Носчики еды дурманили запахами жареного мяса с пряностями на палочке, пирогов с репой и даже диковинных южных фруктов, которые специально для праздника выписали из Камышового Дома. Один из таких подали и самой Аммии. Сочный красный плод, похожий на яблоко, вязал во рту, но дарил необыкновенный терпкий вкус.
Кое-кто еще крутился у самого возвышения, выискивая в грязи последние монеты, другие уже занимали очередь за чаркой пива или меда — некоторые по третьему разу.
Раткар честно завоевывал сердца, без зазрения совести подкупая горожан серебром, хмелем и увеселениями. Этим простым и действенным средством не пользовались ни отец, ни Харси. Отцу, пожалуй, это было ни к чему, его почитали за другие заслуги, а вот погибшему дяде не повредило бы — в народе Харси часто бранили и прозывали за скупость Вшивой Бородой.
Глядя на празднество, княжне невольно вспомнилось прочитанное из последнего трактата о падении великих домов и королевств юга, писанного безымянном хронистом.

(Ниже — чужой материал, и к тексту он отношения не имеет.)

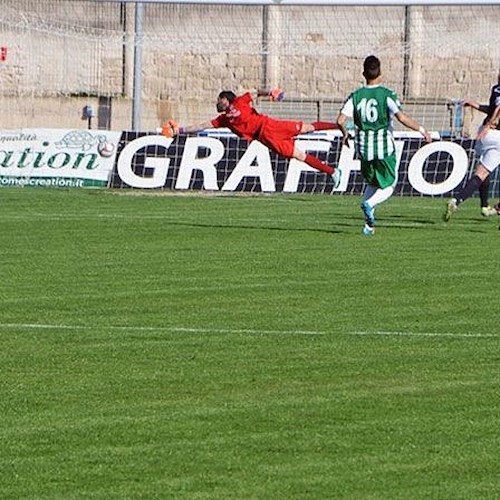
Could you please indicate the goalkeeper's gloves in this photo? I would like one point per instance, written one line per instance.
(276, 94)
(171, 129)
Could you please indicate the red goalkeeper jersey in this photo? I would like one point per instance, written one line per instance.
(241, 118)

Тот красочно повествовал о коронации в цветущем зеленью Ховеншоре. Пышное, великолепное, громкое и грандиозное — не скупился на похвалы писарь, но после добавил: «Никто не думал, что через два десятка лет те же самые люди будут драться насмерть за горсть покрытой плесенью муки, а короля разорвут на части собственные вельможи».
Бардов, чьи звучные инструменты больно били по ушам, Раткар отправил к середине площади, а на их место откуда-то вывели разряженную в платье дрессированную медведицу, что умела вставать на задние лапы, танцевать и крутить обручи. Потом вышли потешные сварты с огромными чанами на головах, которые напрочь закрывали весь обзор. Они от души лупили друг друга по этим шеломам деревянными молотами, вызывая протяжный звон, отчего толпа каждый раз заходилась в приступе хохота.
К Раткару, лицо которого от смеха раскраснелось, подошел поверенный и шепнул что-то на ухо, после чего новоявленный регент коротко кивнул, поднялся и покинул крикливое пиршество.
Народ гулял и забавлялся, но Аммия особого веселья не испытывала. От шума у нее вконец разболелась голова, и она попросила собственных дружинников проводить ее до покоев.
Зайдя в темные сени, княжна впервые подумала, что дом становится чужим. Он уже пропитывался незнакомым духом, так как почти всю прислугу сменили люди, приехавшие из Седого Загривка. Остался лишь немой истопник Шорт да бессменная старушка Кенья, которая целую жизнь прожила при князе, — за них вступилась сама Аммия.
Дверь в комнату отца охраняли двое свартов, и, проходя мимо, она уловила голоса — Раткар беседовал с Феором. Поскорее шмыгнув к себе, Аммия заперлась и, затаив дыхание, прильнула к стене, чтобы яснее слышать разговор.
— Мне потребуется кто-то из местных в совете, по крайней мере, на первое время.
— Я готов ост…
— Я не спрашиваю, а говорю, — грубо оборвал Раткар. — Ты будешь в совете. Астли и еще несколько дураков его покинут.
— Как же это? — изумился Феор.
— Их места займут мои люди. Дело обороны поставлено в Доме из рук вон плохо. Не согласен? Загибай пальцы. Какие-то подземные змеи объявились в Шелковице. Из Крапивника снова повылезли вестники, и на них никакой управы. Среди бела дня в трех верстах от городских стен едва не случилось побоище из-за того, что дозорные совсем обленились и разнежились. Личная охрана князя не способна его защитить. Мятежников не нашли. Один дерзкий низовец настолько наглеет, что бросает вызов первородцу. А кто же все это устроил? Кто? Молчишь? Так я тебе скажу. Устроил это с верными людьми ваш воевода, защитник дома. Это он подготовил заговор против собственного регента. Неудивительно, что, будучи Преследователем, он не отыскал никаких следов!
Аммия похолодела, не веря своим ушам.
— Астли? Что случилось с ним? Где он? — послышался изумленный голос Феора.
— Он там, где и положено. Ждет домстолля.
— Что произошло? Он не мог…
— Не утомляй меня лишними вопросами, если не хочешь посидеть в соседнем порубе. Я спрашиваю, ты отвечаешь. Я не спрашиваю — ты не открываешь рот.
Феор промолчал, но даже через стену Аммия чувствовала, как внутри него закипает гнев.